Zufälliger Weise war ein Stuhl frei, ich nahm ihn.

– Sie sehen, sagte er. – O! was das sonderbar ist. – Ich war eingeschlafen. Die Dämmerung ist während dieser Zeit gekommen, mein Feuer ist erloschen, Sie haben mich geweckt, ich habe Mich ohne Licht befunden, indem ich mir keine Rechenschaft von dem Geräusche ablegte, das meinen Schlummer störte; es ist ohne Zweifel die Luft der Thür, welche auf mein Gesicht gezogen ist; aber es hat mir geschienen, ein großes weißes Tuch, irgend etwas wie ein Grabtuch flattern zu sehen. Was das sonderbar ist, nicht wahr? fuhr Herr von Villenave mit jener Bewegung des ganzen Körpers fort, welche andeutet, daß ein Mensch sich erkältet hat. Sie sind da, um so besser!

– Sie sagen mir das, um mich über meine Unbesonnenheit zu trösten.

– Nein, in Wahrheit. Ich freue mich sehr, Sie zu sehen. Was haben Sie da?

– Ah! Verzeihung, ich vergaß; einen Brief für Sie.

– Ah! ein Autograph, von wem?

– Nein, es ist kein Autograph, es ist ein einfacher Brief, wie ich zum Mindesten vermuthe.

– Ah! ja, ein Brief!

– Ein mit der Post gekommener Brief, den Franziska mich beauftragt hat, Ihnen zu bringen; hier ist er.

– Ich danke. Da, wenn Sie so gefällig sein wollen, so strecken Sie die Hand aus und geben Sie mir. . .

– Was?

– Ein Zündhölzchen. Wahrlich, ich bin noch ganz erstarrt. Wenn ich abergläubig wäre, so würde ich an Ahnungen glauben.

Er nahm das Zündhölzchen, welches ich ihm reichte, und zündete es an der glühenden Asche des Kamines an.

In dem Maße, als er es anzündete, verbreitete sich ein zunehmendes Licht in dem Zimmer, und erlaubte die Gegenstände zu erkennen.

– O! mein Gott! rief ich plötzlich aus.

– Was haben Sie denn? fragte mich Herr von Villenave, indem er seine Kerze anzündete.

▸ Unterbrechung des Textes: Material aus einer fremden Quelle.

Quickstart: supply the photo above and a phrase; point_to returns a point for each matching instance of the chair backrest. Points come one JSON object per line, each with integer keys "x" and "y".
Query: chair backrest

– Ach! mein Gott! Ihr schönes Pastellbild, was ist ihm denn zugestoßen?

– Ja, Sie sehen, antwortete Herr von Villenave trauriger Weise, ich habe es dort neben das Kamin gestellt; ich erwarte den Glaser, den Einrahmer.

– In der That, der Rahmen ist zerbrochen, und das Glas in Tausend Stücken.

– Ja, sagte Herr von Villenave, indem er mit schwermüthiger Miene das Porträt anblickte und seinen Brief vergaß; ja, es ist etwas Unbegreifliches.

– Es ist ihm also ein Unfall zugestoßen?

– Denken Sie Sich, daß ich vorgestern den ganzen Abend gearbeitet hatte; es war drei Viertel auf zwölf Uhr, ich legte mich zu Bett, stellte meine Kerze auf meinen Nachttisch und schickte mich an die Correcturbogen einer kleinen wohlfeilen Ausgabe meines Ovids durchzusehen, als meine Augen sich zufällig auf das Porträt meiner armen Freundin richteten. Ich sagte ihr wie gewöhnlich mit dem Kopfe gute Nacht, es ging ein wenig Wind durch ein ohne Zweifel offen gebliebenes Fenster, der Wind ließ die Flammen meiner Kerze schwanken, so daß es mir schien, als ob das Porträt mir durch eine Bewegung des Kopfes gleich der meinigen antwortete: – Gute Nacht. – Sie werden begreifen, daß ich diese Erscheinung für eine Thorheit hielt, aber ich weiß nicht, wie das kam, ich wurde tiefsinnig, und meine Augen vermogten sich nicht mehr von dem Bilde abzuwenden. Bei Gott! wie Sie wissen, mein Freund, rührt dieses Bild aus den ersten Tagen meiner Jugend her, es ruft mir alle Arten von Erinnerungen zurück. So schwamm ich denn gänzlich in den Erinnerungen meines fünfundzwanzigsten Lebensjahres. Ich redete mein Porträt an. Mein Gedächtniß antwortete für dasselbe, und obgleich es mein Gedächtniß war, welches antwortete, so schien es mir doch, daß das Pastellbild die Lippen bewegte, es schien mir, daß seine Farben erbleichten, es schien mir, daß seine Züge einen traurigen Ausdruck an, nahmen. In diesem Augenblicks begann es auf der Karmeliterkirche Mitternacht zu schlagen, bei diesem schaurigen Klange nahm das Gesicht meiner armen Freundin einen immer schmerzlicheren Ausdruck an. Der Wind wehte. Bei dem letzten Schlage der Mitternachtsstunde öffnete sich das Fenster des Kabinettes gewaltsam. Ich hörte Etwas wie eine Klage vorüberziehen. Es schien mir, als ab die Augen des Porträts sich schlössen. Der Nagel, welcher es trug, gab nach, und das Porträt fiel und meine Kerze erlosch.